Becausr it's a pair. After you choose the denomination for the first card, you don't get to choose the denomination for the other half of the pair, because it has to be the same, or you won't have a pair. –  MJD Oct 29 '12 at 12:37

Here's a "French Canadian" english
way to translate this:

First, you need to know that (13 over 1) actually means COMBINATIONS of 1 in 13 and that you can solve it like this:

13!/(13-1)!1!
=13*12*11*10*9*8*7*6*5*4*3*2*1 / 12*11*10*9*8*7*6*5*4*3*2*1*1 =13*........................../..........................*1
=13/1 =13


A better example would be: How many DIFFERENT pairs can you build with Aces?
Heart(h), Spades(s), Diamonds(d) and Clubs(s)

EASY! You can solve (4 over 2), or 2 in 4 now...
4!/(4-2)!2! =
=(4x3x2x1)/(2x1x2x1)
=4x3..../....2*1
=12/2
=6

{HS,HC,HD,SC,SC,DC}

Now, the equation...

First,

out of 13 different values, let's choose one, Ace. (Remember, 1 in 13 = 13)

Second,

out of 4 different Aces, pick 2. (2 in 4 is 6.)


Now, we know that having any PAIR is 13*6 = 78 different Pairs.

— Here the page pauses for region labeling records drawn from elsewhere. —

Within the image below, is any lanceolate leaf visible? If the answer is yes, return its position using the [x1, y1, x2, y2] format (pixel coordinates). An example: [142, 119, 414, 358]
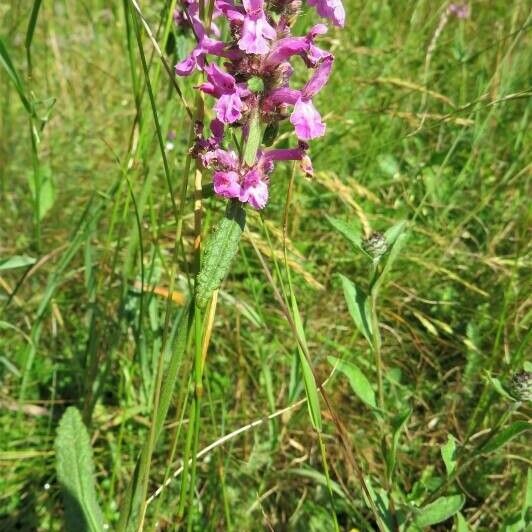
[55, 407, 103, 532]
[415, 495, 465, 527]
[196, 201, 246, 308]
[340, 275, 373, 344]
[327, 356, 376, 408]
[0, 39, 33, 115]
[441, 434, 456, 475]
[244, 109, 262, 166]
[291, 294, 322, 432]
[0, 255, 35, 271]
[327, 216, 369, 256]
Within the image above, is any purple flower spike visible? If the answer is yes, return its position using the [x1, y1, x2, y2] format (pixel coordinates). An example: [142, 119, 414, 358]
[265, 24, 331, 67]
[213, 172, 242, 198]
[214, 93, 243, 124]
[199, 64, 249, 124]
[308, 0, 345, 28]
[239, 169, 268, 209]
[290, 99, 325, 140]
[238, 0, 277, 54]
[302, 54, 334, 99]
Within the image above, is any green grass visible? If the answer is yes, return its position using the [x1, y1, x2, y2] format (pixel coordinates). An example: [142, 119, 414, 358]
[0, 0, 532, 532]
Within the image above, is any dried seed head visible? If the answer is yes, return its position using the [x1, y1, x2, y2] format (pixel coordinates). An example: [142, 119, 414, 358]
[362, 232, 388, 260]
[510, 370, 532, 401]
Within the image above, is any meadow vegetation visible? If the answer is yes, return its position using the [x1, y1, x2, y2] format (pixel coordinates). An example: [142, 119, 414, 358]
[0, 0, 532, 532]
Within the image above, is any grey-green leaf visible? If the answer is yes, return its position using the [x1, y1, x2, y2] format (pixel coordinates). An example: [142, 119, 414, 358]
[291, 294, 323, 432]
[480, 421, 532, 453]
[55, 407, 103, 532]
[456, 512, 469, 532]
[387, 408, 412, 485]
[0, 255, 35, 271]
[196, 201, 246, 308]
[487, 373, 515, 401]
[244, 113, 262, 166]
[340, 275, 373, 345]
[327, 356, 376, 408]
[441, 434, 456, 475]
[415, 495, 465, 527]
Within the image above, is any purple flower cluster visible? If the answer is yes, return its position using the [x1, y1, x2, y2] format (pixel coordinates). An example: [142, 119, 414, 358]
[175, 0, 345, 209]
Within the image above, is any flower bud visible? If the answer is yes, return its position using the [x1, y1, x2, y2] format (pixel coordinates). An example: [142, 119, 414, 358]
[362, 232, 388, 260]
[510, 370, 532, 401]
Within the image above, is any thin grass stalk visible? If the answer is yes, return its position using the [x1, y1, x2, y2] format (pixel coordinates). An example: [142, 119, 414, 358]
[283, 163, 339, 532]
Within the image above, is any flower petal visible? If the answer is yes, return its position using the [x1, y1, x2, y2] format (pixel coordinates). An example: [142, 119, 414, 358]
[290, 99, 325, 140]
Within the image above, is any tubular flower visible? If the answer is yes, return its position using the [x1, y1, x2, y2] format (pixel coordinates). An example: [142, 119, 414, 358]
[176, 0, 345, 209]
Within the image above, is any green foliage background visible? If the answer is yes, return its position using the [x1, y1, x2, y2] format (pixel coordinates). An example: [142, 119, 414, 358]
[0, 0, 532, 531]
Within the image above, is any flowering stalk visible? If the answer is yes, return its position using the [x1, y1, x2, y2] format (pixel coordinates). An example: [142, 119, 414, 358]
[175, 0, 345, 209]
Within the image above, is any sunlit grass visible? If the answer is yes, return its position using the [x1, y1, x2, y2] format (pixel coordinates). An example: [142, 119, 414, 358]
[0, 0, 531, 531]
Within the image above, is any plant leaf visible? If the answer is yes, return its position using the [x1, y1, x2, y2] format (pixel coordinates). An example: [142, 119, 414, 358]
[486, 372, 515, 402]
[340, 274, 373, 345]
[55, 407, 103, 532]
[196, 201, 246, 308]
[327, 356, 377, 408]
[0, 255, 36, 271]
[244, 112, 262, 166]
[0, 39, 33, 116]
[456, 512, 469, 532]
[384, 220, 406, 248]
[291, 294, 323, 432]
[441, 434, 456, 476]
[415, 495, 465, 527]
[479, 421, 532, 453]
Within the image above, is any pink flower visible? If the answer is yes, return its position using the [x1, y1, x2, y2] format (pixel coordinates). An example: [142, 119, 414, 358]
[239, 168, 268, 209]
[238, 0, 277, 54]
[308, 0, 345, 27]
[290, 98, 325, 140]
[264, 24, 330, 67]
[213, 171, 242, 201]
[199, 63, 250, 124]
[264, 54, 334, 141]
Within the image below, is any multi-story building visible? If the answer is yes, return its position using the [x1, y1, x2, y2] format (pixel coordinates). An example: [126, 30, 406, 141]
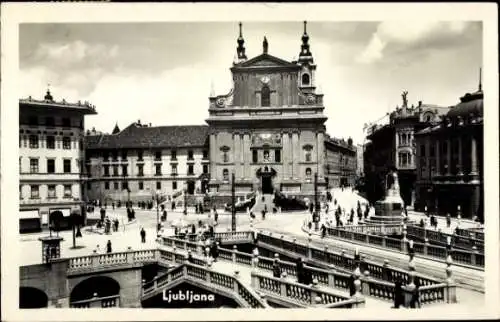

Thing is, there could be any other three cards with this pair...

Third,

you want your next three card to be: one of 4 suits and they CAN be suited, so 1 in 4 suited POWER 3. This renders the possible suit outcomes for the three remaining cards. one in four is 4... 4 power 3 is 64. there are 64 outcomes of suits possible write them down { HHH, HHC, HHS, HHD, ... DDD}.

Fourth,

but not least, is to decide what can be the value of the three other cards. the last thing you need to consider is that you DO NOT want it to be an Ace NOR ALIKE TOGETHER... you would end up with two pairs, a full or three or four of a kind.

So to solve this it's simple, you need 3 different values out of the 12 remaining (Ace is not possible).3 in 12
12!/(12-3)!3!=
=12*11*10*9*8*7*6*5*4*3*2*1 / 9*8*7*6*5*4*3*2*1 3*2*1
=12*11*10................... / ................. 3*2*1
=1320 / 6
=220

FINALLY

We solved 13 * 6 * 64 * 220 and remember, you can place these numbers in any order... so 13*6*220*64 is just as good. And what's 64's cubic root ? right. It's 4...

13 * 6 * 220 * 4power3

answer: 1098240 hands of 2598960 are "single pair" or approx. 42.2569 percent



Hope that helps. Math, not even once! ;)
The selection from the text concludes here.